Quantitative Evaluation

Posted on 2025-06-04 In SNU , 4-1 , 인간컴퓨터상호작용 Reading time ≈ 4 mins.

Qualitative vs Quantitative

Qualitative
- Develop understanding of human experience
- Emphasis on preserving the richness of the data
- Better external validity
Quantitative
- Objectively measure human performance
- More narrowly focused
- Better internal validity

Qualitative approach

Qualitative approaches focus on high-level effects!

Identifies task flow problems
Highlights ambiguities in task description
Revel contextual and situational insights e.g. conflict with social norms or expectations, usability mismatches

It can reflect a real-world usage and context, leads to strong external validity.
But it have lower internal validity, and relies on subjective interpretations of data.

Quantitative approach

Quatitative approaches focus on low-level effects!

Captures patterns of use

It provides objective measurements, leads to strong internal validity.
But it might be difficult to interpret real world implications, and small differences may lack practical significance (even if they are statistically significant).
e.g. Is difference between 3.05s and 3.00s really meaningful?

Quantitative evaluation

More scientific approach?
Specify users and tasks
Predict and measure...
- time to learn
- speed of performance
- rate of human errors
- human retention over time
- subjective satisfaction
by using...
- User events collection (e.g. mouse clicks, key presses, mouse moving distance)
- Analytics tool (e.g. Google Analytics)
- Controlled experiments
  - Lucid/testable hypothesis
  - Independent variables
  - Dependent variables
  - Should be able to reproduced by others
Accomodate individual differences
Consider social, organizational, and cultural context

e.g. Google SktechUp found that undo and erase events can detect over 90% of the severe usability problems.

Controlled Experiments

Based on practical problem and existing theory!
It can be:

a guidance for practitioners
an advice for experimenters
a refined theory

State a lucid, testable hypothesis
- e.g.
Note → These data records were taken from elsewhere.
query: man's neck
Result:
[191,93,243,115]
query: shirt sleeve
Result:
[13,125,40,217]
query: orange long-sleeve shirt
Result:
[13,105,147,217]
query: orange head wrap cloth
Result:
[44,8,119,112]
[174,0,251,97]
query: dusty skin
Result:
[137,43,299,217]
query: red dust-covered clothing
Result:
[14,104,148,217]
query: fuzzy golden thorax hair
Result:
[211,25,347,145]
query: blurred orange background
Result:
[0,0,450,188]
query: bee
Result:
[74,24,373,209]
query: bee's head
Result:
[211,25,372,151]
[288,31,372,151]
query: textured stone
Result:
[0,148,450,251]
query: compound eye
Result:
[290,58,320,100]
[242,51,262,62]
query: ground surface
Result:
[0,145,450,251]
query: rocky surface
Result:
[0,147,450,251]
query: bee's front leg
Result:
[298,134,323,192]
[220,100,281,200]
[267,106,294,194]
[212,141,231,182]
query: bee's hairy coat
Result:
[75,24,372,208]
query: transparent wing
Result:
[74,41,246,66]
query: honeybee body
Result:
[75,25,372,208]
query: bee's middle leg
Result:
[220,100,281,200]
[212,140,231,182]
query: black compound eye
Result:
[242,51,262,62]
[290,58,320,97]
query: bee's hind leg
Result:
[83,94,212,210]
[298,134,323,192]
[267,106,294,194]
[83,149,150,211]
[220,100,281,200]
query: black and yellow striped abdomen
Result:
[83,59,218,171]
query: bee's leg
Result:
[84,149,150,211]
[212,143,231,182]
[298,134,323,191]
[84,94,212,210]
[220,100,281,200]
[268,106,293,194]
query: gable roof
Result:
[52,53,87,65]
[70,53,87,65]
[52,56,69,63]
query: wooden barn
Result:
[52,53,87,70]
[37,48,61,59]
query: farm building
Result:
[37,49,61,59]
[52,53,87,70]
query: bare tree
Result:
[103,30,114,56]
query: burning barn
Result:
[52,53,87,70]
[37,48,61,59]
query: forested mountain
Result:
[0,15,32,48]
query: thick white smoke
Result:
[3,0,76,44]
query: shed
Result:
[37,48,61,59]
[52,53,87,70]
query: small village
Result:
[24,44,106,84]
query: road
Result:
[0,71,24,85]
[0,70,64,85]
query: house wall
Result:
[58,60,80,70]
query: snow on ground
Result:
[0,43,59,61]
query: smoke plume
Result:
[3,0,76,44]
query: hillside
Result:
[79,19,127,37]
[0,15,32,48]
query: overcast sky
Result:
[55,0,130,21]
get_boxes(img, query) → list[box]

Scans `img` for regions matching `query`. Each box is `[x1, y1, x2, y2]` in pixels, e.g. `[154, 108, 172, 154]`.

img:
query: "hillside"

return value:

With a proper acceleration function, a scroll-wheel based system can be faster than a ScrollPoint
Identify independent and dependent variables
Design the experimental protocol
Choose the user population
Apply for human subjects protocol review
Run a couple of pilots
Run the experiment
Run statistical analysis
Draw conclusions

Notes for running the experiment

Always run pilots first!
- There are always unexpected problem!
- When the experiment has started you cannot change
Use a check-list so that all subjects follow the same steps (i.e. specific protocol)
Don't forget the informed consent form
Don't forget to debrief each subject

Always ask these questions:

Is it ethical?
Is it useful?
Is it reliable?
- Does repeating the experiment yield the same result?
Is it valid?
- (internal) Does the experiment consider variations between subjects?
  - Need for testing an enough samples of subjects
- (internal) Was the experience biased?
- (external) Does the experiment reflect target use?
  - Were users typical?
  - Were tasks typical?
  - Was the setting realistic?

Independent/Dependent variables

Independent variables are the things you manipulate independent of a subject's behavior.
It determines a modification to the conditions the subjects undergo.
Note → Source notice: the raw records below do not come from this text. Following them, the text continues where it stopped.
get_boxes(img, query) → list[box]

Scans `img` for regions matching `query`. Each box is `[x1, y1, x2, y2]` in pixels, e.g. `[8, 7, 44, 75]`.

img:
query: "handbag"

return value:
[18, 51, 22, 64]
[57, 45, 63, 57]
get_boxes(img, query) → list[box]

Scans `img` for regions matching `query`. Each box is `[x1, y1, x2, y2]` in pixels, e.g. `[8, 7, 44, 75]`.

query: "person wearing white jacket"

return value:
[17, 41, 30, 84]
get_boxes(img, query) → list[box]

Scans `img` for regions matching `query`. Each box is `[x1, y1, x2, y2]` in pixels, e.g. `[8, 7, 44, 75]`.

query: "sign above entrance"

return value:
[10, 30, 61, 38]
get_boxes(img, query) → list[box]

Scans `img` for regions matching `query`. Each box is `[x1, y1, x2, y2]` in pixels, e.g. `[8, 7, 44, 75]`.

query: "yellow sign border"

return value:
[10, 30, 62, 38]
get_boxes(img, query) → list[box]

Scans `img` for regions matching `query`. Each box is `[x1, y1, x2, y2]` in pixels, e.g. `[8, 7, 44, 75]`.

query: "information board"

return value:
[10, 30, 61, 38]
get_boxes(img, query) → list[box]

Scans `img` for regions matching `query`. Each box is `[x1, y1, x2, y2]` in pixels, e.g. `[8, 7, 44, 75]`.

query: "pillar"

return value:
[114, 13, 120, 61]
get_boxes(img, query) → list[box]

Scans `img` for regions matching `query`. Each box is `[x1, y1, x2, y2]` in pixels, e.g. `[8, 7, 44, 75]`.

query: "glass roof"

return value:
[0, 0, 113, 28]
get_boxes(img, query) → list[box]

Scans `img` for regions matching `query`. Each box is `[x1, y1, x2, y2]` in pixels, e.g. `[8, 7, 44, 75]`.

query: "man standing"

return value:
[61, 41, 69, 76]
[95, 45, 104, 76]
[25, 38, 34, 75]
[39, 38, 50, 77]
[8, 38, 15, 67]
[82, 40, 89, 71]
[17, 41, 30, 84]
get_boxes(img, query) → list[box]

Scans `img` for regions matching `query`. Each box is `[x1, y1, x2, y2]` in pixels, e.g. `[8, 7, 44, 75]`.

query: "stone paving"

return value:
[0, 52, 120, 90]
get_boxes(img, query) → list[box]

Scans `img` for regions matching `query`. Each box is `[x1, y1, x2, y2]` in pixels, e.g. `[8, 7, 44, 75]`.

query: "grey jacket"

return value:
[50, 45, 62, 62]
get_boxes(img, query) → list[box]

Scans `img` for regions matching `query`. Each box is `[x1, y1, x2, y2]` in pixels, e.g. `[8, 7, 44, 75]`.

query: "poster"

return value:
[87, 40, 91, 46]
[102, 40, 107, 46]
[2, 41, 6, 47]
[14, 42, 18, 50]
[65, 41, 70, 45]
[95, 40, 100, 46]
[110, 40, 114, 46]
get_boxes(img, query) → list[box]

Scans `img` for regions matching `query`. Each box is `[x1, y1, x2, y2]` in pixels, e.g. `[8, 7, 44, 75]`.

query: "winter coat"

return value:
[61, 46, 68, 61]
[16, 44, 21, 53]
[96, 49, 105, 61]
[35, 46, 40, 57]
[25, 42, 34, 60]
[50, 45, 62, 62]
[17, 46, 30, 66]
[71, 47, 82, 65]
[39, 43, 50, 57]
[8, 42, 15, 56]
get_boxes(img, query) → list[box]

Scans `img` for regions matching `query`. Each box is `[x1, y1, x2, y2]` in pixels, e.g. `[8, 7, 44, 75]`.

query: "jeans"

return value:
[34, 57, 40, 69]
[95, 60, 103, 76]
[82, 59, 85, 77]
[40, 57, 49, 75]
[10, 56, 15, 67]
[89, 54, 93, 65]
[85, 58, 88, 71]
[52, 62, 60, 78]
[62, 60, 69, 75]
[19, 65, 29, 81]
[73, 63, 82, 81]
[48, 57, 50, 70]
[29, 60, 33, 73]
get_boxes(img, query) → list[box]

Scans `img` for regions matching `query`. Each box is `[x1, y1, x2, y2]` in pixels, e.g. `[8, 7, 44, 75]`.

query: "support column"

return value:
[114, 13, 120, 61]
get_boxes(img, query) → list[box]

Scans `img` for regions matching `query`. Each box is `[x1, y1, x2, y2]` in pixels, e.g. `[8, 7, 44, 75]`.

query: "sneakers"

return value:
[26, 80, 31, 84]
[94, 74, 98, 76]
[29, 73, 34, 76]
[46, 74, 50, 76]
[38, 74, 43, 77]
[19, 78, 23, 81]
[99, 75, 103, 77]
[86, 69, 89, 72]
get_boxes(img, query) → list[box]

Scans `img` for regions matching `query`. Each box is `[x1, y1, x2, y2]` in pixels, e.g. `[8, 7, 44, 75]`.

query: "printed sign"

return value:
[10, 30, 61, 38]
Dependent variables are the things you set out to quantitatively measure.
It depends on the subject's behavior or reaction to the independent variable.

Control variables

Control variables are circumstances that is kept constant while testing the effect of an independent variables to dependent variables.

Number of control variables should be small!!
More control means the experiment is less generalizable.

Random variables

Random variables are circumstances that is allowed to vary randomly.
More variability is introduced by random variables in the measures, but the results are more generalizable.
i.e. Internal validity is bad, but external validity is good.

Confounding variables

Confounding variables is an external factor that can affect the results of the experiment or user study, making it difficult to determine the true effect of the independent variable on the dependent variable.
It varies systematically with independent variables (and dependent variables)!

Confounding variables cause Type I errors (false positive), thus hurting internal validity.
We should find it, and control/randomize it to avoid misleading results!

e.g. Consider a study comparing the target selection performance of a mouse and a gamepad where all participants are mouse experts, but gamepad novices.
Confounding variable "Prior experience" affects experiment.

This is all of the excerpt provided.